Connu sous le nom d’Anis Rahmani, Mohamed Mokadem, un journaliste de 49 ans, est accusé d' »infraction à la législation de change », « chantage pour l’obtention d’avantages indus », « abus de pouvoir » et « détention de comptes bancaires à l’étranger », selon plusieurs médias privés algériens.

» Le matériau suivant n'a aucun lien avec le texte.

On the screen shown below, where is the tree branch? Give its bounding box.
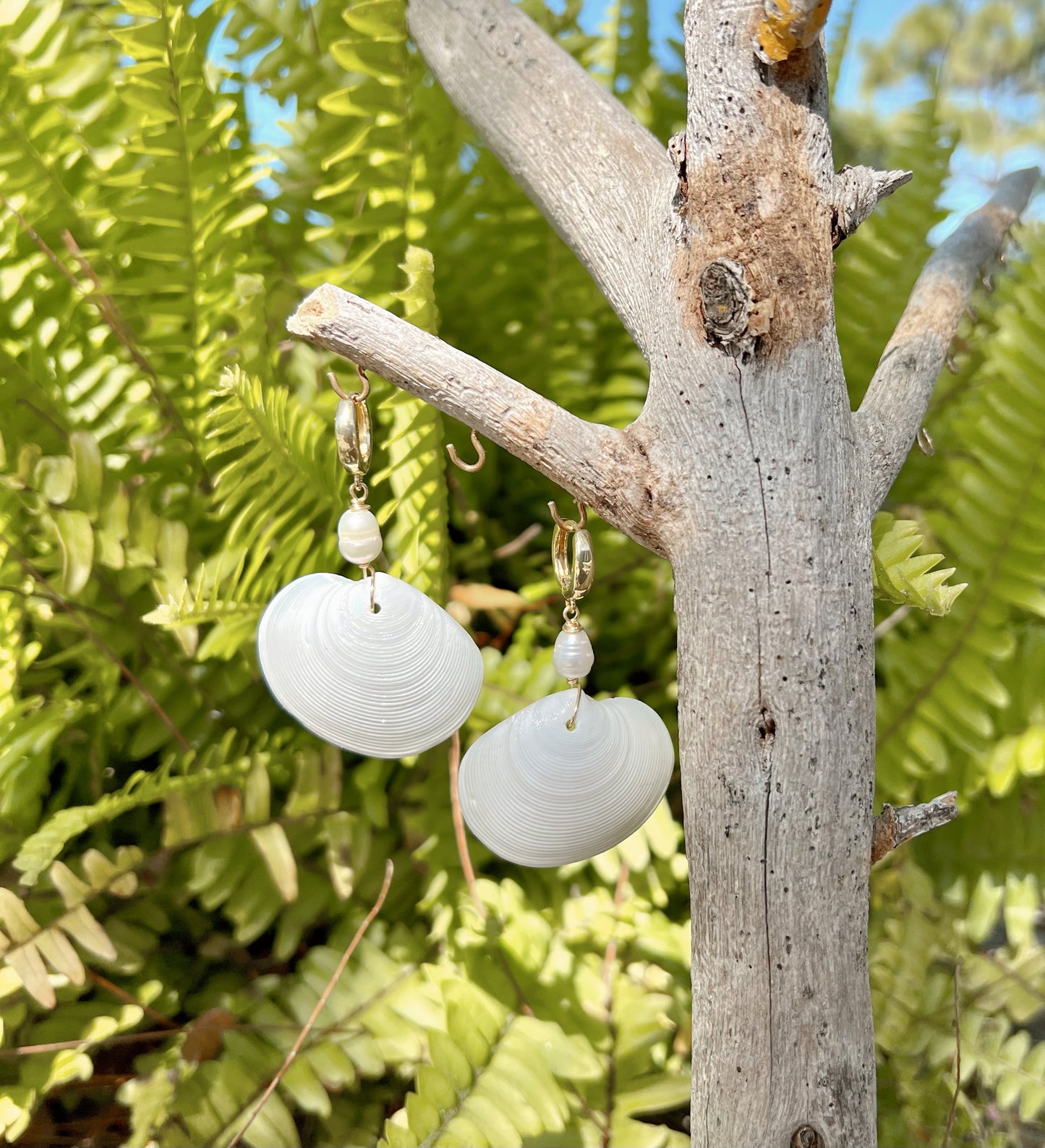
[871,790,957,864]
[830,163,913,247]
[287,284,664,555]
[855,168,1038,510]
[407,0,675,346]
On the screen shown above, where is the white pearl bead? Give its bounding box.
[337,506,381,564]
[552,630,595,681]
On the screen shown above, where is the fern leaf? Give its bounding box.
[871,512,966,616]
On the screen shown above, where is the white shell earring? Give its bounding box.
[458,503,675,866]
[257,367,483,757]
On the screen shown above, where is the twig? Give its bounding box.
[450,730,487,921]
[939,958,961,1148]
[287,284,667,556]
[229,859,392,1148]
[62,231,210,475]
[853,168,1038,510]
[871,790,957,864]
[0,532,192,753]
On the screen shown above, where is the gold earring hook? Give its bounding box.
[548,502,594,624]
[548,498,587,534]
[446,430,487,474]
[327,362,370,403]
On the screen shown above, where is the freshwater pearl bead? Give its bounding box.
[337,507,381,564]
[552,630,595,681]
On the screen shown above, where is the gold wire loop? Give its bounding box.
[550,514,595,601]
[327,362,370,403]
[334,395,374,481]
[548,498,587,534]
[446,430,487,474]
[566,677,581,733]
[359,563,378,614]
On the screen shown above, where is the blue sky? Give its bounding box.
[238,0,1041,233]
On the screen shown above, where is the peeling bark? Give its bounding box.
[830,164,914,247]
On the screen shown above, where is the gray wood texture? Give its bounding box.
[289,0,1029,1148]
[856,168,1038,510]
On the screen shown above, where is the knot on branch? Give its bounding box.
[697,260,773,357]
[830,164,912,247]
[756,0,830,64]
[871,790,957,864]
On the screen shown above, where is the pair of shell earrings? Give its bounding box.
[257,368,675,866]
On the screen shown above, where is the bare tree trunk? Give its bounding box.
[288,0,1036,1148]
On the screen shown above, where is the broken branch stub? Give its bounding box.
[853,168,1038,511]
[871,790,957,864]
[830,163,913,247]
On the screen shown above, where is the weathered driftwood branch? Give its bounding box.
[853,168,1038,510]
[830,163,913,247]
[871,790,957,864]
[287,284,662,551]
[755,0,830,63]
[407,0,675,346]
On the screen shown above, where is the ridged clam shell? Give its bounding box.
[257,574,483,757]
[458,690,675,866]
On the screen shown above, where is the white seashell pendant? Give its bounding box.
[257,574,483,757]
[458,690,675,866]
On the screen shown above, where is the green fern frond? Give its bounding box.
[877,243,1045,796]
[871,512,966,616]
[0,846,141,1008]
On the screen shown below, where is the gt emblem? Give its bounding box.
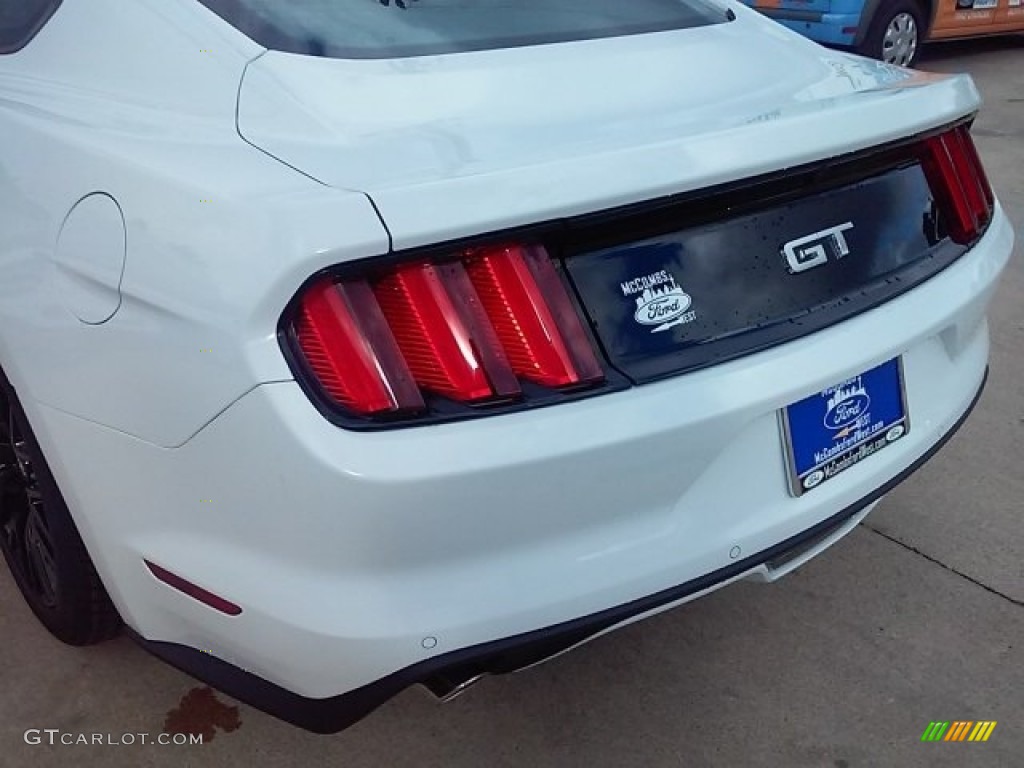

Plusieurs médias privés ont annoncé dans la soirée que M. Rahmani était arrivée au tribunal de Bir Mourad Rais, à Alger, pour être entendu par le procureur de la république.

A l’issu de son audience au tribunal il sera soit libéré soit inculpé et éventuellement incarcéré.

Le grouper Ennahar avait confirmé jeudi l’arrestation de son patron dans un communiqué publié sur son site internet.

« Il a été arrêté par des agents en civil qui l’ont conduit à la brigade de gendarmerie de Bab Edjedid à Alger », a précisé le groupe, réfutant les allégations évoquées par les médias.

« Aucune accusation n’a été encore portée à l’encontre d’Anis Rahmani », avait précisé le communiqué.

Dans un second communiqué, le groupe a précisé qu’il était toujours entendu par les gendarmes.

La presse algérienne a fait état de plusieurs plaintes visant M. Rahmani, pour diffamation.

Fin décembre, Anis Rahmani et un journaliste d’Ennahar avaient été condamnés à six mois de prison ferme pour « offense et diffamation » à l’encontre du  général à la retraite Hocine Benhadid qui était à l’époque en prison.

Et lundi, un tribunal d’Alger a condamné Ennahar TV à verser une amende à l’ancien chef de la délégation olympique algérienne aux Jeux Olympiques de Rio de Janeiro en 2016, Amar Brahmia, et à sa famille, également pour « diffamation ».

La chaîne d’informations Ennahar TV, née en 2012, est une chaîne d’information nationale qui diffuse en continu. Elle revendique le titre de « première chaîne d’info en Algérie ».

Par ailleurs, dans une autre affaire de corruption présumée, Laid Benamor, patron du groupe, Amor Benamor, spécialisé dans l’agro-alimentaire, et son frère Mohamed El Hadi, ont été placés en détention provisoire dans la soirée de jeudi par le juge d’instruction du tribunal de Sidi M’hamed à Alger.

Ils sont poursuivis pour, notamment, « dilapidation de deniers publics » et « exploitation illégale de terres agricoles ». Dix-sept autres personnes auditionnées dans cette affaire ont été libérées.